Desperation was written across my face in permanent ink. The permanent damage these auditions have caused me to wonder why I still even bothered to try out. I should’ve know from the start that this wasn’t going to work. Not everybody's dreams come true. I knew that they didn’t want to cast me.


Break a leg!!
11:03 P.M. the clock read. The email was in the inbox. Butterflies were in my stomach, my hands sweaty, my head swirling in circles, I was more nervous than I’ve ever been before. I clicked the email open. The first sentence brought tears to my eyes, “Congratulations! You have made the Nutcracker!” I threw my arms around mom and told her the amazing news!


Curtain Call!!
That was it. I did it. I finally made it. All three years of hard working and determination kept me going. And the numbers “5! 6! 7! 8!”  you will never get tired of hearing.


That’s A Wrap!!
“Thank you for driving me to dance class.

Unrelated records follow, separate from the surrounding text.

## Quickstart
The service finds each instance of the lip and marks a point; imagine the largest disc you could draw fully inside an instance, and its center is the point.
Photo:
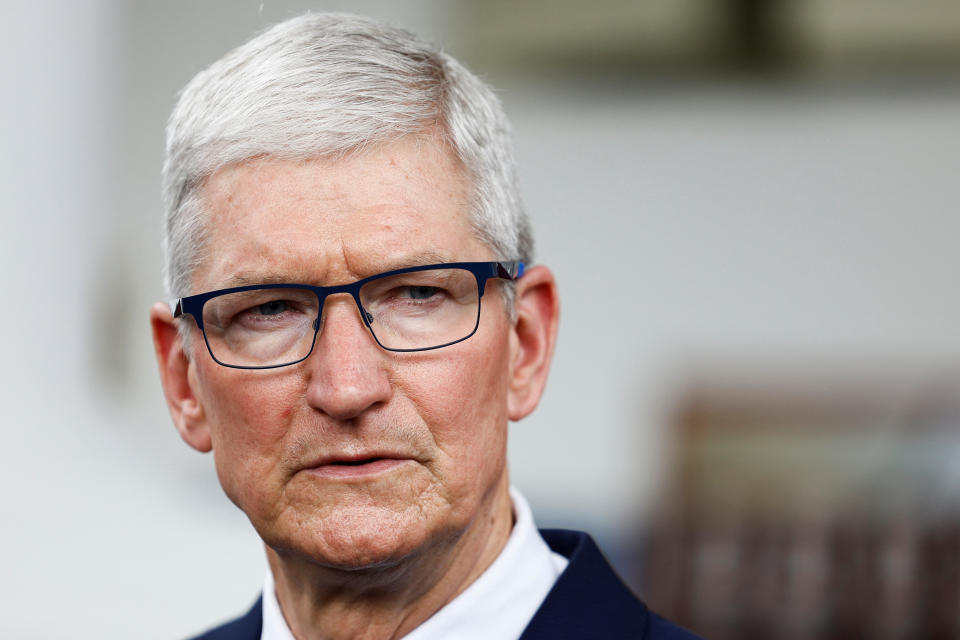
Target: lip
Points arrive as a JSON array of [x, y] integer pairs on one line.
[[356, 467]]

Thank you for driving me to dress rehearsals. Thank you driving me to the audition two years ago, without it I would never had learned my life lesson; to never give up on yourself and to keep trying. Thank you for supporting me along my journey of failure and success.” Those were the last words I spoke to my mom and dad before the last performance and before I had to turn in my costume for the next girl's dream to come true.


The author's comments:

I was inspired by trying to do something and failing but sticking with it and succeeded.